With the highest fibre-to-the-home (FTTH) connectivity rate of 46.9% in the market, Maseko said that Telkom started accelerating its fibre rollout following a period of focusing on connectivity rate to improve returns. “Going forward, we will focus on expanding our FTTH footprint while simultaneously focusing on connecting premises to ensure that we maintain a high connectivity rate,” he said.
Maseko said that BCX was the hardest hit by the challenging environment, as it serves all the sectors of the economy. Revenue declined by 6.1% to R7.5 billion. “We continue to see sluggish investments by corporates as the country battles with the impact of the pandemic and the effects of restrictions on parts of the economy.
“The Information technology (IT) business remains under pressure due to the lingering impact of the lockdown and the global supply chain constraints and shortages of semiconductor chips.”
Telkom’s fibre business Openserve continued to stabilise with its topline revenue slightly down by 1.8% to R6.72 billion, supported by the fibre ecosystem, including fibre to the base stations and fibre to the business.
“From a fibre to the home (FTTH) perspective, the number of homes passed increased by 54.2% to 707,399, and the number of homes connected with fibre increased by 34.3% to 331,735. The 331,735 number of homes connected with fibre surpassed the number of homes connected with copper of 230,817.”
Telkom said it is pursuing a separate listing of its masts and towers business (Swiftnet) on the JSE before the end of the financial year.

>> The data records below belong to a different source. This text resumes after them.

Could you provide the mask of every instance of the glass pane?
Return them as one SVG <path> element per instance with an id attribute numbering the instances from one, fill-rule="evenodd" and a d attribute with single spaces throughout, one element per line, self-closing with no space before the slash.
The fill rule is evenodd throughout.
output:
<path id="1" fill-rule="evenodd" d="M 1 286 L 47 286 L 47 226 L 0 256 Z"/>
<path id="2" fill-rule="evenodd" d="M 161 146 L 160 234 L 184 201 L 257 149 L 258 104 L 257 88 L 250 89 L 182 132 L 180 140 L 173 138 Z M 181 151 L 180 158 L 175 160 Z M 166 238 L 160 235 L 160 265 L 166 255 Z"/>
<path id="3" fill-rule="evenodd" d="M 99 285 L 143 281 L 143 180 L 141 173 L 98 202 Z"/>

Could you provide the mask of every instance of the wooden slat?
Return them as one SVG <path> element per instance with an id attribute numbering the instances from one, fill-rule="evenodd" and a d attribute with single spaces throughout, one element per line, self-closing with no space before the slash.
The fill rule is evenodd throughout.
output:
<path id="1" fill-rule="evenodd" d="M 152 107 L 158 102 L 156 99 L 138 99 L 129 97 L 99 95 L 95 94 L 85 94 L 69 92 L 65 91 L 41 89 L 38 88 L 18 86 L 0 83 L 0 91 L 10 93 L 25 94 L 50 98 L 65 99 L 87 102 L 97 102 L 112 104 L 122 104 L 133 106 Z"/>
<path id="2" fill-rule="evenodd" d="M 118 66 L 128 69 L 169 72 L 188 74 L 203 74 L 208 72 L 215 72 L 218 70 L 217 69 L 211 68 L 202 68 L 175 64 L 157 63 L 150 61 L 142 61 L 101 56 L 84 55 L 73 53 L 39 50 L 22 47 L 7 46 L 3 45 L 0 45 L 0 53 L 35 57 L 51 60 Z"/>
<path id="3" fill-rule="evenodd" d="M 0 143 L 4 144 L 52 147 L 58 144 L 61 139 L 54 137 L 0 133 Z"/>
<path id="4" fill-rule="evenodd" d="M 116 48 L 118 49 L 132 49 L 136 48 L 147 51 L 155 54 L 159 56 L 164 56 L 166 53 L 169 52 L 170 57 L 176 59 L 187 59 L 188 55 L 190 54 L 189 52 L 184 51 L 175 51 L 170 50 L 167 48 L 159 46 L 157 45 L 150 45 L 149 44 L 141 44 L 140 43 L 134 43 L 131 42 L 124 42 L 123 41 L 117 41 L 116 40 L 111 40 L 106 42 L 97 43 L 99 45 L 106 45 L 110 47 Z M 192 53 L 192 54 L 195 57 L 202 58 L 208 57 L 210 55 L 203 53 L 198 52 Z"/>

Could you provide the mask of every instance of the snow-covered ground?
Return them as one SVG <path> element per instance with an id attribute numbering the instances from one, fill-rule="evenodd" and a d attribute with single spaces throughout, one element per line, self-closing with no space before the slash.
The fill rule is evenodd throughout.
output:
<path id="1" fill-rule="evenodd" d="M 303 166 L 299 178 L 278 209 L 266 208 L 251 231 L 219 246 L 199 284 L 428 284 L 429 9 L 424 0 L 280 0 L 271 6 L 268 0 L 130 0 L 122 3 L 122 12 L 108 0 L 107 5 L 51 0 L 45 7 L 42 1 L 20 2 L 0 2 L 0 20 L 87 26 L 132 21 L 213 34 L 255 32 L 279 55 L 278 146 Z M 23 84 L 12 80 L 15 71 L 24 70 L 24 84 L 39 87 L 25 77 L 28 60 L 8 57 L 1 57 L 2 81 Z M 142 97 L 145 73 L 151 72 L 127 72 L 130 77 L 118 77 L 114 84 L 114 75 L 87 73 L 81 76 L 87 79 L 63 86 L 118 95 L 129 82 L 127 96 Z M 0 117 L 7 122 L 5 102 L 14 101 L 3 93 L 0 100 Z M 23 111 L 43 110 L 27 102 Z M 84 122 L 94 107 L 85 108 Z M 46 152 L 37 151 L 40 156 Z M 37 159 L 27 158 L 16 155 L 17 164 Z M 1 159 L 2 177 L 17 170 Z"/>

“Significant progress has been made, including, but not limited to, formal engagements with the JSE. Telkom believes that a separate listing of Swiftnet will affirm the valuation of the masts and towers business and its contribution to the overall valuation of the Telkom business.”
Looking ahead, Telkom said that as the growth in the mobile business normalises and the fixed-line business is starting to stabilise following periods of decline subsequent to execution of a migration strategy, management will focus on its IT business which has been under pressure.
“To this end, the board is investigating a strategic intervention in the business which could include but not limited to introducing a strategic partnership in the business. This is aimed at addressing capacity and capabilities in BCX and ensure sustainable growth going forward.”